Blog

How Fast Are On-Device LLMs on iPhone 17 Pro and iPad Pro?

Ricky Takkar
Published February 8, 2026

TL;DR: I ran 6 quantized LLMs on Russet which uses Apple's first-party MLX framework on an iPhone 17 Pro and iPad Pro M5, both with 12GB RAM. LFM2.5 1.2B at 4-bit hits \(\text{124 tokens/sec}\) on iPad and \(\text{70 tokens/sec}\) on iPhone. iPad Pro is 1.2x–2.2x faster depending on model and prompt length, with the gap widening dramatically for longer contexts.

Why This Exists

There are plenty of MLX benchmarks for Macs running 20B+ models. There are almost none for iPhones and iPads running the small models that actually fit comfortably in mobile memory. I wanted real numbers for the models I ship in Russet, a private, on-device AI app designed for Apple silicon with no accounts and no ads. So I built a benchmark harness directly into a modified build of the publicly available 2026.02.15 version of the app and ran it systematically on my iPhone and iPad. Also, I needed a break from the cold, and there’s only so much sitting around waiting for M5 Pro/Max chips I can tolerate.

The question I wanted to answer: which sub-1GB quantized model gives the best user experience on the go?

Devices

Device	Chip	RAM	OS
iPhone 17 Pro	A19 Pro	12 GB	iOS 26.3 RC
iPad Pro	M5	12 GB	iPadOS 26.3 RC

Models Tested

Model	Size	Quantization
Qwen3 0.6B	351 MB	4-bit
LFM2.5 1.2B Instruct	663 MB	4-bit
Llama 3.2 1B	713 MB	4-bit
Gemma 3 1B (QAT)	772 MB	4-bit
LFM2.5 1.2B Instruct	951 MB	6-bit
Qwen3 1.7B	984 MB	4-bit

These represent the set of MLX models from Hugging Face offered on Russet that can run on both devices without hitting jetsam memory limits (which kill apps consuming roughly 50–67% of total RAM depending on device state).

Methodology

Benchmark Design

Each model was tested with 3 prompts of increasing length to isolate prefill vs. decode performance:

Prompt	Input Tokens	Output Tokens	What It Tests
Short	~47	128	Decode-dominated (minimal prefill)
Medium	~279	256	Balanced prefill + decode
Long	~690	512	Prefill-heavy, sustained decode

Critical Methodology Choices

Fixed output length (EOS ignored). Most benchmarks let the model stop when it emits an EOS token. This makes TPS numbers incomparable across models — a model that generates 43 tokens looks faster per-token than one generating 512, because it never hits KV cache pressure or thermal throttling. I bypass MLX's internal EOS handling entirely using TokenIterator directly, forcing every model to generate exactly the target token count. A consequential design decision.

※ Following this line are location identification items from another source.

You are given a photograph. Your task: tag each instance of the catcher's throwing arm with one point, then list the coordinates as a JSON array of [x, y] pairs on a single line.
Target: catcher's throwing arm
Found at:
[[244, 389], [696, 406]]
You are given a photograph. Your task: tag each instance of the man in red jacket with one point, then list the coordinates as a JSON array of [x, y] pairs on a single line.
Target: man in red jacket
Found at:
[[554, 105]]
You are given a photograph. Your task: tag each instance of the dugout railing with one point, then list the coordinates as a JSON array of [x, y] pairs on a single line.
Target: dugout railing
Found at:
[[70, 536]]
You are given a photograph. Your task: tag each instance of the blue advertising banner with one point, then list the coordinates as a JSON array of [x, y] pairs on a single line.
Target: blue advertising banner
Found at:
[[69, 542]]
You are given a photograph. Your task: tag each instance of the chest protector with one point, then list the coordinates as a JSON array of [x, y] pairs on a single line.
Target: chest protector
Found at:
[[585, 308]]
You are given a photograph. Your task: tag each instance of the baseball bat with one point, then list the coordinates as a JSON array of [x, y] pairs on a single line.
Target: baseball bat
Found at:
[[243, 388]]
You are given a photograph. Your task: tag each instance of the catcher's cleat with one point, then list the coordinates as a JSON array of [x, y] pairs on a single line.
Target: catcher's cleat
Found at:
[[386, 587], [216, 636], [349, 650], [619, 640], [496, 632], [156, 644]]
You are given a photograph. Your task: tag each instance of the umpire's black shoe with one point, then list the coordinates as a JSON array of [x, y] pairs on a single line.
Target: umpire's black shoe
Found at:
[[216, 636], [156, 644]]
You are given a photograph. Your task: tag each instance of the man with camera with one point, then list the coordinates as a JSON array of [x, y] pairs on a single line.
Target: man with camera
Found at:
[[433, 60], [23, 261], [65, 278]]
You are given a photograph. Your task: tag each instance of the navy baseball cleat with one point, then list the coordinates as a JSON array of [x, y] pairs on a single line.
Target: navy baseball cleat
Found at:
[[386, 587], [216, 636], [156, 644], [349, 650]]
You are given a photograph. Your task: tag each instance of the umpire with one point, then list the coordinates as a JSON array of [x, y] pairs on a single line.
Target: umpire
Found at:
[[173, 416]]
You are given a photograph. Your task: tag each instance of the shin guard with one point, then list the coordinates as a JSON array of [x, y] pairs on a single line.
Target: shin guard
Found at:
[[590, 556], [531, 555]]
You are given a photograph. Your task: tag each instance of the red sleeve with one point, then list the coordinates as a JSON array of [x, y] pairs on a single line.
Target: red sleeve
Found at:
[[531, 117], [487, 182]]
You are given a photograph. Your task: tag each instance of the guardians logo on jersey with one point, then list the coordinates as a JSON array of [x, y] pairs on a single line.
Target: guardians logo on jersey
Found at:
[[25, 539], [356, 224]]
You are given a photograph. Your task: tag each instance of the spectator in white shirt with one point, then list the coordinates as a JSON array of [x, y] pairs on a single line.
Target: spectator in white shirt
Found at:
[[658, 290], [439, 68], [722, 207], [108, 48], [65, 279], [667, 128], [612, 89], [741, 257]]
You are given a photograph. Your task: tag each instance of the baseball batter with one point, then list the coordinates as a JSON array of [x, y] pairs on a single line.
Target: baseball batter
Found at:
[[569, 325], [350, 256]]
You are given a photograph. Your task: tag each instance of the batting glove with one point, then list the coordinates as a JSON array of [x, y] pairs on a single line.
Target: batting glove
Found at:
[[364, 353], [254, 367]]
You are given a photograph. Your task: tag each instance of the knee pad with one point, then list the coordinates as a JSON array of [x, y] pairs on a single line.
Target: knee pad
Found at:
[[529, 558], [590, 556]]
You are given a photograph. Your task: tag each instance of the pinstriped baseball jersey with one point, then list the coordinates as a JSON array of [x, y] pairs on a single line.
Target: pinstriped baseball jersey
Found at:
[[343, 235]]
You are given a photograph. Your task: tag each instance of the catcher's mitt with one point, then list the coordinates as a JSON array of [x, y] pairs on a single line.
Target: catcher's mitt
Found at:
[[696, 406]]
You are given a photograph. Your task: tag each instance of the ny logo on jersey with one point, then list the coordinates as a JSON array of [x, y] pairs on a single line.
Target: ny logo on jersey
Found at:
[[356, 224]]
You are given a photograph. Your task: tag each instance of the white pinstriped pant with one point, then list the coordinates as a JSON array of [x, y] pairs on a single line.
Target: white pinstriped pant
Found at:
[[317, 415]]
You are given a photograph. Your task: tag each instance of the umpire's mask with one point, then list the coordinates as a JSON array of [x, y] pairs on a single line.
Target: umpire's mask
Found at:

Deterministic decoding. Temperature = 0 top-p = 1.0 Greedy decoding eliminates sampling variance so TPS numbers reflect pure inference speed, not stochastic branching.

Actual tokenizer counts. Input tokens are counted via the MLX tokenizer input.text.tokens.size, not estimated by dividing character count by 4.3 (which is how Russet calculates token consumption count in release builds - yes, I've been lazy about this :p). Output tokens are counted per-iteration in the generation loop.

Fresh KV cache per run. No cache reuse between runs. Each run creates a new RotatingKVCache with a 2048-token limit.

Warmup + measured runs. 2 warmup runs (discarded) + 10 measured runs per model per prompt. I report p50 and p90 to capture both typical and tail-case performance.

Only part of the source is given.